Risk management is made more complicated by the fact that business conversations shift quickly “from one channel to the next. An employee may start a conversation on LinkedIn, then move to email. A meeting will get booked using a meeting platform, and follow-up or a quick reminder might be sent via chat. Attempting to prohibit the dynamic nature of these conversations could cause employees to circumvent the process, introducing additional risk in doing so.”
While 56% attempt to prohibit encrypted messaging with written policies, 8% allow usage with written policies, and 37% have no written policy governing use or prohibition.

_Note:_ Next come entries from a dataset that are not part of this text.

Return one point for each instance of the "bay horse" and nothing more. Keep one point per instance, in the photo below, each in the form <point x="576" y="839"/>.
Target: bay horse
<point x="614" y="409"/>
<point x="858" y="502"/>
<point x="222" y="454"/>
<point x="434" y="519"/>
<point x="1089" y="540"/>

“Although it is likely that some employees will find ways around those restrictions,” the Smarsh report says, “it's important for firms to have a policy that clearly outlines whether channels are allowed or restricted.”
“New Approach Is Needed”
“If the past few years have taught us nothing else, prohibition does not work, and in fact increases a firm's risk by effectively blinding it to the activities that will inevitably take place on commonly used prohibited channels,” the report says.
Therefore, reasons Smarsh executive Cruz, “A new approach is needed to enable today's social, mobile and collaborative workforce and to meet the needs of a customer base that will only grow more tech-savvy as younger generations represent a larger portion of each firm's revenue.”
The report summarizes: “It starts with the ability to give employees the tools to communicate with customers and prospects using modern applications they want to use for conversations. IT and Compliance teams need an aligned roadmap that allows them to:
“Embrace new and dynamic communication channels responsibly with use policies and achieve efficient oversight across all channels with robust capture, archive and supervision technology.
“Empower the mobile workforce while limiting the restrictions on message and collaboration applications on mobile devices they want to use.”
Addressing compliance requirements and record retention effectively can result in business and strategic upsides.
“Business teams need to deliver more personalized customer and employee communications and experiences in order to increase loyalty, compete and grow their business,” Smarsh says. “These demands put pressure on IT and compliance teams to expand the volume and variety of services they allow the organization to use.”
One of the document's “key takeaways” is that “the archive is helping compliance move from a cost center to a value driver.” The function not only contributes to company-wide risk management “alongside other departments including IT, marketing and HR,” but firms are “also recognizing that the creation of a centralized store of communications can also function as a revenue-building asset to the business, especially as providers leverage emerging artificial intelligence/machine learning capabilities. Stored communications can contain valuable insights into the needs and preferences of prospects and clients, and can be harvested to improve social media campaigns, messaging, and to equip sales teams with additional insights into their targeted firms.”
Forty-seven percent in the survey agreed that “compliance is more than a cost/risk mitigation center; it can also contribute to top-line growth by maintaining valuable customer intelligence.” That response rose from averages of 39% in 2017 and 32% in 2018 providing use cases for archived data utilization.